From Publishers Weekly
A spymaster's dream caper is played out in this gem of a love letter to Cold War espionage fiction. British SIS agent James MacKay is jolted by a press photo of newly elected U.S. President Logan Powell's press secretary, Andrew Dempsey, recognizing him as a former American student in Paris who was active in the French Communist Party under diamond dealer Viktor Kleppe, a deep-cover KGB agent. Suspecting that the KGB is behind Powell's sudden rise from nowhere to the political bigtime, MacKay contacts his CIA buddy Peter Nolan and they convince director Morton Harper to order background checks on Dempsey, Powell and Kleppe. When witnesses support MacKay's suspicions but they are murdered before they can sign statements, Harper tries to get a CIA go-ahead to prove the agents' case before Inauguration Day and avoid a national disaster. The spiny task of unmasking a high-ranking political appointee and confronting an elected president add to the tension as Nolan hurdles bodies and dodges bullets in a race to find witnesses and keep them alive long enough to foil the beautifully crafted KGB plan. Allbeury (Deep Purple) is a master at spycraft and fashions a thoroughly credible Cold War scenario spiced with the dry wit, measured violence and circumspect sex that are his trademark accelerants to a flawlessly structured plot. A few Briticisms in the mouths of American characters don't mar the otherwise spot-on American settings, and the dapper MacKay smoothly melds with his U.S. counterparts as they joust with the Soviets. A satisfying finale will please any Cold War aficionado. First published in Britain in 1981 as The Twentieth Day of January, this is a welcome addition to the list of Allbeury titles available in the U.S. (May)Forecast: This one may be difficult to find on bookstore shelves, but true connoisseurs will seek it out, and it'll be a welcome addition to library collections of Cold War thrillers.
Copyright 2001 Cahners Business Information, Inc.

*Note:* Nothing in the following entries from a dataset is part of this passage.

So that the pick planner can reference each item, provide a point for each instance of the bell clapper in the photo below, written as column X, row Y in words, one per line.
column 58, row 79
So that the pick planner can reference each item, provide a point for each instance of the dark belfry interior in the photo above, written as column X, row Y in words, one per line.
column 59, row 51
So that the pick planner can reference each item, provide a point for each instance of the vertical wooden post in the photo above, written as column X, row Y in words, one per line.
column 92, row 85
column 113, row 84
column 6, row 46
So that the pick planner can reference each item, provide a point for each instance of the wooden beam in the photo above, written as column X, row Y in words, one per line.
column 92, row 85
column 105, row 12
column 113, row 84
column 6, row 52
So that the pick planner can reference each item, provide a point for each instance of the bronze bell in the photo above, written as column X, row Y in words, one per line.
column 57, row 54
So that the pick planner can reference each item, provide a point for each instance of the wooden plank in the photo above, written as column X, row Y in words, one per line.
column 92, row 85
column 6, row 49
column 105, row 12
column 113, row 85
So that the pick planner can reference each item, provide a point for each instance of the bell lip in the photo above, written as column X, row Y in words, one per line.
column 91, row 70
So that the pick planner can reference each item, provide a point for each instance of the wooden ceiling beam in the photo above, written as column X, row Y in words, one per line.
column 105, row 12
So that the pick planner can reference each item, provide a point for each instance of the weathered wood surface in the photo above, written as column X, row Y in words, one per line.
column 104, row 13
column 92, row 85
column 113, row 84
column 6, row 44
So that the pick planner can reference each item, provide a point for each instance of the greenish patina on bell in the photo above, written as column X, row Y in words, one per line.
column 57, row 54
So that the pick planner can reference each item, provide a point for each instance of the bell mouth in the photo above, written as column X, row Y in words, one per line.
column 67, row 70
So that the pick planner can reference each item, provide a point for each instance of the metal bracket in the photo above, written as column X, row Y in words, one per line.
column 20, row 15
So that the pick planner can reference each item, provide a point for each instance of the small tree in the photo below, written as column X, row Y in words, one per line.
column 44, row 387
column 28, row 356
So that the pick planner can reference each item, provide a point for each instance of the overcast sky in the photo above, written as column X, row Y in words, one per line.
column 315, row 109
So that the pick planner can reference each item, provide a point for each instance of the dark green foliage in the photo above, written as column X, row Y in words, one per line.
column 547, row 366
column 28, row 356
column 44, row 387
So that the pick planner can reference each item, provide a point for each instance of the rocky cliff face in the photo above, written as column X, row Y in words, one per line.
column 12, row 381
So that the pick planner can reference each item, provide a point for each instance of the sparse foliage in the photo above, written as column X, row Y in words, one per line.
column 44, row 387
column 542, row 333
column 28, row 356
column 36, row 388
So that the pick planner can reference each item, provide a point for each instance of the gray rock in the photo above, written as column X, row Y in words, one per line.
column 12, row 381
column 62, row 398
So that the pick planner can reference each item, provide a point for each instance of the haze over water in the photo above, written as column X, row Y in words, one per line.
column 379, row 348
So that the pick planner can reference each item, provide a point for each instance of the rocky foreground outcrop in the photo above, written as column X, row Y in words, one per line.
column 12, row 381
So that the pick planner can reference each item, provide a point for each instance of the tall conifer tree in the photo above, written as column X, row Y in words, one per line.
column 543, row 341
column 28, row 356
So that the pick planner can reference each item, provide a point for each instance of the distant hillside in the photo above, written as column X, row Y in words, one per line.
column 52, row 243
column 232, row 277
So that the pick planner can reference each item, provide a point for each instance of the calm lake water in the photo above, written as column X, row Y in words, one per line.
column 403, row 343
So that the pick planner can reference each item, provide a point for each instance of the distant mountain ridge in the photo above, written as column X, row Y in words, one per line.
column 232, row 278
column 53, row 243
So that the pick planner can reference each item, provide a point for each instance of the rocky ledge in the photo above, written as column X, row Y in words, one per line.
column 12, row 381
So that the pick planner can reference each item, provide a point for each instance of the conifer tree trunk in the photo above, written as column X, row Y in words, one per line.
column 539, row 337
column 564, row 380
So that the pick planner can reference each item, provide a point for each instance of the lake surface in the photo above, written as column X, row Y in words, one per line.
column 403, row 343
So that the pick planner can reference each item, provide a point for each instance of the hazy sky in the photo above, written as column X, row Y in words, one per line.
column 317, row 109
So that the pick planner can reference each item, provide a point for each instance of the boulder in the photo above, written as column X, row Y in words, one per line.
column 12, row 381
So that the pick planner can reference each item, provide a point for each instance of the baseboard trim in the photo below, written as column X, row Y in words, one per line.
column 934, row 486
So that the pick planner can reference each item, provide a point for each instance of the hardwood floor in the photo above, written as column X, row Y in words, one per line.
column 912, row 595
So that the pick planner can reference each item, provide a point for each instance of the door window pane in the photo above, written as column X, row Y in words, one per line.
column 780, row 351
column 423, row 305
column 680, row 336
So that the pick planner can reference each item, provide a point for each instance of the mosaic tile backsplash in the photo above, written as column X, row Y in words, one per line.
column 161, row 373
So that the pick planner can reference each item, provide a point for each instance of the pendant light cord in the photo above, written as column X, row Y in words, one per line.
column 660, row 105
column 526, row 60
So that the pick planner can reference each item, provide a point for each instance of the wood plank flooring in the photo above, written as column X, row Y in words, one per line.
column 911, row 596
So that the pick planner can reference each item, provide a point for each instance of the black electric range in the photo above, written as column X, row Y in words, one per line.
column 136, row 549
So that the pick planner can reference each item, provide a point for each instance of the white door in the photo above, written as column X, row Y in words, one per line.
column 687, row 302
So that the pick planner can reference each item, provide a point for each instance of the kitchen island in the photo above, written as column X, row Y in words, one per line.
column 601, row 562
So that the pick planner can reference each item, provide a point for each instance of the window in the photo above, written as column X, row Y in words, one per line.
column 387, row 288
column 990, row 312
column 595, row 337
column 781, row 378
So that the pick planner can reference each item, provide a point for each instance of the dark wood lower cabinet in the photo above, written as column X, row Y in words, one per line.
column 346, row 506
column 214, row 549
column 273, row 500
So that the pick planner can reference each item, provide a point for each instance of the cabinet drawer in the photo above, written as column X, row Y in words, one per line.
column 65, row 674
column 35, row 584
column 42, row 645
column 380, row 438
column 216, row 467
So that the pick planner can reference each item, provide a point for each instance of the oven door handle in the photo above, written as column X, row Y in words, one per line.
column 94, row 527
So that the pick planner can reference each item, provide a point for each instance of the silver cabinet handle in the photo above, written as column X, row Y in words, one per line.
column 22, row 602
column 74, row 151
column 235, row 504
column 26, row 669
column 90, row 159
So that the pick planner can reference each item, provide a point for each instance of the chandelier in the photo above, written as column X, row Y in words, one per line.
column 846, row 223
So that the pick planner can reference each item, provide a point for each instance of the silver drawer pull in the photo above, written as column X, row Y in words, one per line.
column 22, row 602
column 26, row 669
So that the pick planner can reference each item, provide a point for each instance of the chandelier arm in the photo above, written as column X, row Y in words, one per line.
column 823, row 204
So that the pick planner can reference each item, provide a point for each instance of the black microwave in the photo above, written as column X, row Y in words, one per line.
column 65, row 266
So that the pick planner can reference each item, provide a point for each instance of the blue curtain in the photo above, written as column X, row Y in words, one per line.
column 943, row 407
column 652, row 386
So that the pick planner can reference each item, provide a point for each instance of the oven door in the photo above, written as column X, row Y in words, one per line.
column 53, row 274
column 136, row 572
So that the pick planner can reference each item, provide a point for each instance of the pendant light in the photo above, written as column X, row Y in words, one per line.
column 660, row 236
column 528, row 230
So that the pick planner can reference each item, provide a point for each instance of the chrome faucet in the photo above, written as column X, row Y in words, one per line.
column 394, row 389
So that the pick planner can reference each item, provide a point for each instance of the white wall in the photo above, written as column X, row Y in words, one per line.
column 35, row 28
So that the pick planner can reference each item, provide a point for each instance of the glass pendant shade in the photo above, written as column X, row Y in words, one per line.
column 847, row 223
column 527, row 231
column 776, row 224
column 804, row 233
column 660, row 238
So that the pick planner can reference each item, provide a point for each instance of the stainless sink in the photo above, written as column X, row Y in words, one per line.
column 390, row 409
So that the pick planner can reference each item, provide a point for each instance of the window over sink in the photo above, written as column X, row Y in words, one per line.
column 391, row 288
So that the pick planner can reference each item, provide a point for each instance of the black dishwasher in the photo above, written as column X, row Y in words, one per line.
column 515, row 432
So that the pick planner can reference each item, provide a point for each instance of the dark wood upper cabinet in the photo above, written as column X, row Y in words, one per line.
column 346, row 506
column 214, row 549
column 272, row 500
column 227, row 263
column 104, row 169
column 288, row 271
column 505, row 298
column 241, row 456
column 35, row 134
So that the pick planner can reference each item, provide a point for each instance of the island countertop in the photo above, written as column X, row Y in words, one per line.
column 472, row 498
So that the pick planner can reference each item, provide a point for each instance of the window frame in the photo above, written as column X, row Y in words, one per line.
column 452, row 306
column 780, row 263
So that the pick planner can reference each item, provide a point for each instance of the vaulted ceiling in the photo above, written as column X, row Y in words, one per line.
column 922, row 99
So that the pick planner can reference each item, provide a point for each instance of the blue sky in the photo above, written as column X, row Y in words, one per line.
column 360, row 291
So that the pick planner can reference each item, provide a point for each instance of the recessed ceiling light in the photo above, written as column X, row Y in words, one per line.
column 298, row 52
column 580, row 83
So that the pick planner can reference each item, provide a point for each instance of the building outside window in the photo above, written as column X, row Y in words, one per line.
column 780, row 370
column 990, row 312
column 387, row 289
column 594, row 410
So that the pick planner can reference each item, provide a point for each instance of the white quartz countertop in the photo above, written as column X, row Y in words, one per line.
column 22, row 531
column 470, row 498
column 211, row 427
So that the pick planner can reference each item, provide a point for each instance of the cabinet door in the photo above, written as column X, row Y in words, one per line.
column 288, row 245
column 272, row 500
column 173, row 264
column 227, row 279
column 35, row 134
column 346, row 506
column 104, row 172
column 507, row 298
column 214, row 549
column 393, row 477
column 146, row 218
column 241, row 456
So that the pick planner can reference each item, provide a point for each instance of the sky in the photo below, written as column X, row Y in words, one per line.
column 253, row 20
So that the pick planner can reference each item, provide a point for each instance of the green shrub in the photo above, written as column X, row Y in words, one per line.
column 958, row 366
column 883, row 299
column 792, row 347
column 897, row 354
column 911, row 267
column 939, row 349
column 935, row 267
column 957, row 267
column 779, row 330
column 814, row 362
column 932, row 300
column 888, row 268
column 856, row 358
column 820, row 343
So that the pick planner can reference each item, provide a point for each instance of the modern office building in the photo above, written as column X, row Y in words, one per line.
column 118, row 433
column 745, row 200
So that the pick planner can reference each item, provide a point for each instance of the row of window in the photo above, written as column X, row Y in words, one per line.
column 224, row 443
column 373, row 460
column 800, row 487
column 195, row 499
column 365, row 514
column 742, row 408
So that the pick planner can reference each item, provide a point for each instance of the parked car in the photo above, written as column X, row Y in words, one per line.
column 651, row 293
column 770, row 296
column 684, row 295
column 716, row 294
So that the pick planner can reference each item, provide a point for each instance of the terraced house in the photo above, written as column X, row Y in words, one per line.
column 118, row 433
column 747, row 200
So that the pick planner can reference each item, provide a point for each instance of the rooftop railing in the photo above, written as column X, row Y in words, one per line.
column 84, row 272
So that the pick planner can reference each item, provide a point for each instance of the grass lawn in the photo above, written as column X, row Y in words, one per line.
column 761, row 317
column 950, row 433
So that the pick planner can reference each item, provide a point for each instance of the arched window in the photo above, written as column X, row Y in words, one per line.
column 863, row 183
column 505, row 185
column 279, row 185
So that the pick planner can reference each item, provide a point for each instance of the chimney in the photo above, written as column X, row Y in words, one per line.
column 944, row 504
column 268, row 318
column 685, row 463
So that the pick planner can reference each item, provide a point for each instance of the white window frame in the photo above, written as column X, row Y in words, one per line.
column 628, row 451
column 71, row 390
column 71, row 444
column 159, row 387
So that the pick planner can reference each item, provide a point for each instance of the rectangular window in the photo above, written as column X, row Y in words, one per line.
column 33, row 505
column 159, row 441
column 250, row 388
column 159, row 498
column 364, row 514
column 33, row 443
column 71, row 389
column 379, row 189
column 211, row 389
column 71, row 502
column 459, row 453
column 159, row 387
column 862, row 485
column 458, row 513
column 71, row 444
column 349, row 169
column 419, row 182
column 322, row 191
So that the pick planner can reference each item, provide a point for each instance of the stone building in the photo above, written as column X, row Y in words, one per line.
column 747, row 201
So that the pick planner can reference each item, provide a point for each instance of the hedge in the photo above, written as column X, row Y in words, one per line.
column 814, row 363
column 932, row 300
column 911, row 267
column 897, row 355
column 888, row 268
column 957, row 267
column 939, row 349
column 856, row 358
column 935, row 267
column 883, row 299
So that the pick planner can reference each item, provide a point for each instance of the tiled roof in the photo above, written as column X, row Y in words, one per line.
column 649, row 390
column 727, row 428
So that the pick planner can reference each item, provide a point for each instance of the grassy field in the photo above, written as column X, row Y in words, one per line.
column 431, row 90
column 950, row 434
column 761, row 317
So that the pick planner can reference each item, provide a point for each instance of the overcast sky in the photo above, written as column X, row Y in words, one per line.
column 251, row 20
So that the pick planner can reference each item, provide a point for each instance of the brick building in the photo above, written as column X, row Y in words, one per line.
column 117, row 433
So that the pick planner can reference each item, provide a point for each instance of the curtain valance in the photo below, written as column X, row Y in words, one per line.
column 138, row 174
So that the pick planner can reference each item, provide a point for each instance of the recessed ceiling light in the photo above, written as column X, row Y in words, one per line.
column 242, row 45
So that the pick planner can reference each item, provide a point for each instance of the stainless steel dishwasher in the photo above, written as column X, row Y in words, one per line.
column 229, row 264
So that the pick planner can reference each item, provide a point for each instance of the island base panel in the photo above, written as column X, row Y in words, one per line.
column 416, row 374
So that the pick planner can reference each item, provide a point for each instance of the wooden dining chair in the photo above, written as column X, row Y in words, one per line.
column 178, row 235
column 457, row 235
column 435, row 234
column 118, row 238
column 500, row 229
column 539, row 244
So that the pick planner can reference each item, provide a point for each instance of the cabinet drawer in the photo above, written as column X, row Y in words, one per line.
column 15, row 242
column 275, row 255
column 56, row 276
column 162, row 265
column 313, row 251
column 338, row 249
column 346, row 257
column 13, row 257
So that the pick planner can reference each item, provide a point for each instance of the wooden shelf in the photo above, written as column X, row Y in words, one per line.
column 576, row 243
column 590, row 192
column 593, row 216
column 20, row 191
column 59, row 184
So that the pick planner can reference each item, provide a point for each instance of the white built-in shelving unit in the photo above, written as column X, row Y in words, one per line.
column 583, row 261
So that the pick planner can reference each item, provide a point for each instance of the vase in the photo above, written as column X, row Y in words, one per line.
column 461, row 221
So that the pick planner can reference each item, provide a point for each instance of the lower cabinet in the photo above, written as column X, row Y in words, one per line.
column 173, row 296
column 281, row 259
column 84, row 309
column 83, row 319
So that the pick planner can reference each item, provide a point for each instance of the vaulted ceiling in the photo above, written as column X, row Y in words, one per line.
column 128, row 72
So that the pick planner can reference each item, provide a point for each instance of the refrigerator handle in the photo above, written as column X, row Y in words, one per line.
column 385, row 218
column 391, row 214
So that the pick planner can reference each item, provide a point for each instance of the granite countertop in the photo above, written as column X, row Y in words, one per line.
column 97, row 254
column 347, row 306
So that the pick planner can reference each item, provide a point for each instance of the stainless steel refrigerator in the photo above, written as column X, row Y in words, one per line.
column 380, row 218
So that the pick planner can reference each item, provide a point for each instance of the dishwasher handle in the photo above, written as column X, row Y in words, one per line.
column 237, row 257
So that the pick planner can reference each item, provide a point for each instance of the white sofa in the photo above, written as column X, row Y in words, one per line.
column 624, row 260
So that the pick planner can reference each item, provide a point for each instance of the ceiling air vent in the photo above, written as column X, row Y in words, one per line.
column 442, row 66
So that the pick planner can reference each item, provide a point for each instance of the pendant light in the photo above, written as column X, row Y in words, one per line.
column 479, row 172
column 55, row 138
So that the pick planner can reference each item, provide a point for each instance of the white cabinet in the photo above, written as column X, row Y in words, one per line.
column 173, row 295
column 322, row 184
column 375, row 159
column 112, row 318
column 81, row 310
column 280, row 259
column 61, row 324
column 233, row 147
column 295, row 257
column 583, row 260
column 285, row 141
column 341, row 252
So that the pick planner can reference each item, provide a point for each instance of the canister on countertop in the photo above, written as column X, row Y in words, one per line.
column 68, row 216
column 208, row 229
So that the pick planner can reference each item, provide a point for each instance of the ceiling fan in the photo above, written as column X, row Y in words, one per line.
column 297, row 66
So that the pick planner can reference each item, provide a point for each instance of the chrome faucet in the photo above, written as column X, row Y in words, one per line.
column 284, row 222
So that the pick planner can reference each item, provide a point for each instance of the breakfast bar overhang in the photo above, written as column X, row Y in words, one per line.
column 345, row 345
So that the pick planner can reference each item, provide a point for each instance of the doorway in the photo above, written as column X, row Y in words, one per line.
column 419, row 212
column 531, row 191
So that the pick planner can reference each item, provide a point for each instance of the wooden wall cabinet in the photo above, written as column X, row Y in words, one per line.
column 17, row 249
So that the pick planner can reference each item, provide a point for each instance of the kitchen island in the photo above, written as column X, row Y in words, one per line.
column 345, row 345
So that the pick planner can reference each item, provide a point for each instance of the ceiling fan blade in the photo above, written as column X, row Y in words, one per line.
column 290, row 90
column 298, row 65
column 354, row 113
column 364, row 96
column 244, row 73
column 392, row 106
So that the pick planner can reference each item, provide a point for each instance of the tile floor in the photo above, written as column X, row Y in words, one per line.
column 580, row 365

Cold war buffs will find much of interest in this novel, published in England in 1981 but making its first appearance in the U.S. The premise is intriguing: What if the Soviet Union somehow managed to place its own man in the White House? In this case, the man is Logan Powell, a mild-mannered businessman propelled into the governor's mansion and later the White House through a wide-ranging Communist plot of which he knows absolutely nothing--until the Soviets decide it's time for him to repay a few favors. The novel doesn't appear to have been updated since its original release, which gives the story an unusual feel, like watching a 20-year-old spy series on television. Still, even though the politics are way out-of-date, the story itself is gripping and, in its historical context, plausible. The best cold war espionage novels never really lose their punch; Allbeury, like le Carre, is a master of the genre, and this novel represents some of his best work.